In the MEN interview he went on to say when accused of being an ambulance chasing lawyer “for most of our clients it’s not about money. For instance, if the Catholic Church had held its hands up and said ‘we’re sorry’ the victims would have been satisfied. Fundamentally they wanted acknowledgement from the Church that they were wrong. The amounts paid out in these cases aren’t enough, unlike the US where you get very big awards because they are made by juries. Here awards are made by judges under the rules of normal personal injury cases. They do not seek to punish the wrongdoer, but to put the victim in the financial position they would be without the abuse. Because so many victims have spent their early lives in the care system, the Church has argued that as adults, they would not have amounted to much anyway. I try to get the best settlement possible and ensure part of that goes towards paying for therapy. Some never get over the abuse but others go on to live a happy and fulfilled life”. I would like to know how he knows that? Is he sitting in the heads of all his clients? Why does he sit back and allow the system to set the pace? Why is he not out there fighting for change?

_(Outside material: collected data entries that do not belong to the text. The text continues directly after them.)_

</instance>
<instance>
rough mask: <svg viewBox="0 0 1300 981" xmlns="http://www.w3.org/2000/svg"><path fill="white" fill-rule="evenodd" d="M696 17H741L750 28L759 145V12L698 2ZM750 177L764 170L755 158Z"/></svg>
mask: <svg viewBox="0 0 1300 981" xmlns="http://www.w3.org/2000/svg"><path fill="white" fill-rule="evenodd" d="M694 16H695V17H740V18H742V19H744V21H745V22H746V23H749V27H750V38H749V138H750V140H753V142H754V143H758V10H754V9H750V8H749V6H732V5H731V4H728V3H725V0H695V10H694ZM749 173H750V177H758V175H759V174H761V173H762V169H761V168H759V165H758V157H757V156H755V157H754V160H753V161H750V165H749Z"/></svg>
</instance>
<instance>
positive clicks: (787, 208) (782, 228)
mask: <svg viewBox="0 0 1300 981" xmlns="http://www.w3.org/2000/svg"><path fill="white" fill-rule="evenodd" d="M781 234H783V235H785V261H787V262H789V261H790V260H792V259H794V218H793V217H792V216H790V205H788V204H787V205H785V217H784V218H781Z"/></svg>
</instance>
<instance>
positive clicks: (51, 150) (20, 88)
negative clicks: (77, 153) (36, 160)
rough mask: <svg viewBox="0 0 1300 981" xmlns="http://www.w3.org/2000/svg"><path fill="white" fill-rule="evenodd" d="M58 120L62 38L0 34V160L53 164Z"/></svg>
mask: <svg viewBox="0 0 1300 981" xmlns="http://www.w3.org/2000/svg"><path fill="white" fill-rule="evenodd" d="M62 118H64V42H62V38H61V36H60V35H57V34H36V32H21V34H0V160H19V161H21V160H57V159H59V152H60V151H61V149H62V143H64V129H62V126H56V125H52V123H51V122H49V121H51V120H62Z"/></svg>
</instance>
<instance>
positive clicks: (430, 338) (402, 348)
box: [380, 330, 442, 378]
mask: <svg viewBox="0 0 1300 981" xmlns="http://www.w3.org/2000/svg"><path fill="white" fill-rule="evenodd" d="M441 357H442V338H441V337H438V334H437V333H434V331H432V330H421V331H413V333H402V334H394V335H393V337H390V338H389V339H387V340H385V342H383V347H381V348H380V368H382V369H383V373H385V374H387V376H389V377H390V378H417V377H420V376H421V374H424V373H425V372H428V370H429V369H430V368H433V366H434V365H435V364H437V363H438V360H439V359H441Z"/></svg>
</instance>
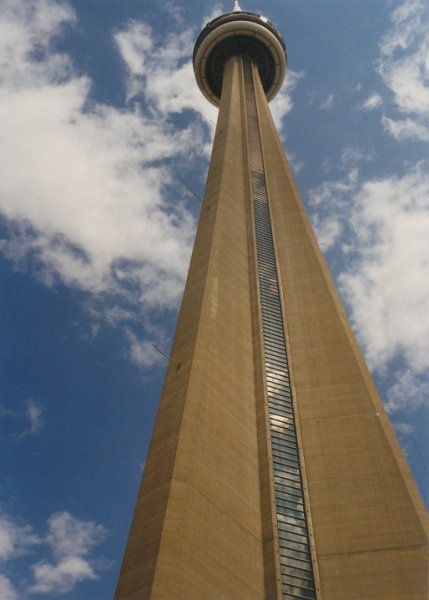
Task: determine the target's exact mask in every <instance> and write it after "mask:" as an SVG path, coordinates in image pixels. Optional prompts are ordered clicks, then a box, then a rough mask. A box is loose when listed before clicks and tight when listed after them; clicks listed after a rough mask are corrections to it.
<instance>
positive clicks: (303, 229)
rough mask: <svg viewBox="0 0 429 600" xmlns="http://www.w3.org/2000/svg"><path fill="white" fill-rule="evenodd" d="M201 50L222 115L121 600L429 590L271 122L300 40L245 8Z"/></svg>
mask: <svg viewBox="0 0 429 600" xmlns="http://www.w3.org/2000/svg"><path fill="white" fill-rule="evenodd" d="M193 60H194V71H195V77H196V80H197V83H198V86H199V88H200V90H201V92H202V93H203V95H204V96H205V97H206V98H207V100H208V101H209V102H211V103H213V104H214V105H216V106H218V107H219V116H218V122H217V127H216V133H215V138H214V142H213V151H212V156H211V161H210V167H209V172H208V177H207V184H206V191H205V195H204V199H203V202H202V206H201V215H200V221H199V225H198V230H197V234H196V240H195V245H194V250H193V254H192V259H191V264H190V269H189V274H188V278H187V282H186V287H185V291H184V296H183V302H182V307H181V310H180V314H179V318H178V323H177V329H176V333H175V338H174V343H173V347H172V352H171V361H170V364H169V367H168V371H167V374H166V378H165V384H164V388H163V391H162V396H161V400H160V404H159V410H158V415H157V419H156V423H155V427H154V431H153V436H152V440H151V444H150V449H149V454H148V458H147V461H146V466H145V471H144V475H143V480H142V484H141V488H140V492H139V496H138V499H137V504H136V509H135V514H134V518H133V521H132V525H131V529H130V534H129V539H128V543H127V547H126V551H125V556H124V560H123V564H122V569H121V573H120V577H119V582H118V587H117V591H116V595H115V598H116V600H146V599H147V600H149V599H150V600H167V599H168V600H173V599H180V600H262V599H265V600H293V599H310V600H322V599H323V600H427V598H428V543H427V542H428V537H427V531H428V521H427V514H426V512H425V509H424V507H423V503H422V501H421V499H420V497H419V494H418V492H417V489H416V486H415V483H414V481H413V478H412V476H411V474H410V472H409V469H408V466H407V464H406V461H405V459H404V456H403V455H402V452H401V450H400V448H399V445H398V442H397V440H396V437H395V435H394V433H393V431H392V428H391V426H390V423H389V420H388V418H387V416H386V414H385V411H384V409H383V405H382V402H381V401H380V398H379V396H378V393H377V391H376V389H375V386H374V384H373V381H372V379H371V376H370V373H369V371H368V368H367V366H366V364H365V361H364V359H363V356H362V354H361V352H360V349H359V347H358V344H357V342H356V340H355V337H354V335H353V332H352V330H351V327H350V325H349V323H348V320H347V316H346V314H345V311H344V308H343V306H342V304H341V301H340V299H339V297H338V294H337V291H336V289H335V286H334V284H333V282H332V279H331V277H330V274H329V271H328V269H327V267H326V265H325V262H324V259H323V257H322V255H321V252H320V250H319V247H318V244H317V241H316V239H315V237H314V234H313V231H312V229H311V226H310V223H309V220H308V217H307V215H306V212H305V209H304V206H303V203H302V201H301V199H300V197H299V192H298V190H297V188H296V185H295V183H294V181H293V177H292V174H291V172H290V169H289V166H288V163H287V160H286V157H285V154H284V151H283V148H282V144H281V142H280V139H279V136H278V134H277V131H276V128H275V125H274V122H273V119H272V117H271V114H270V110H269V106H268V102H269V101H270V100H271V99H272V98H273V97H274V96H275V95H276V93H277V92H278V91H279V89H280V87H281V85H282V82H283V79H284V75H285V71H286V51H285V44H284V42H283V39H282V36H281V35H280V33H279V31H278V30H277V29H276V27H275V26H274V25H273V24H272V23H270V21H269V20H268V19H267V18H265V17H264V16H261V15H259V14H255V13H251V12H246V11H243V10H241V9H240V7H239V6H238V3H237V2H235V4H234V8H233V10H232V11H231V12H228V13H226V14H224V15H222V16H220V17H218V18H216V19H214V20H213V21H211V22H210V23H208V24H207V25H206V27H205V28H204V29H203V31H202V32H201V34H200V36H199V37H198V39H197V42H196V45H195V50H194V57H193Z"/></svg>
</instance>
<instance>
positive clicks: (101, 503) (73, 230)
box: [0, 0, 429, 600]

Any way I do not think that he thought those words of his through at all, because only five months earlier he had dismissed my case saying it was not worth running with because the victims were all well educated and suffered no loss and therefore receive no compensation off a judge. Whereas a competant lawyer would argue with no difficulty that no matter what station in life you attain, your trauma would have lowered your eventual level of success. To me Scorer tries to say all the right things which have been said often by others before him. It is like his new book, it contains all the right ideas that have been used by others before him but nothing new, nothing to cause a spark, no new thinking. So why write the book?
Let us start to ask why is an abused American worth 50 times more than an abused Englishman and why is the Catholic Church not punished severely for the damage they have caused? These are the two questions I would like answering over the next short while.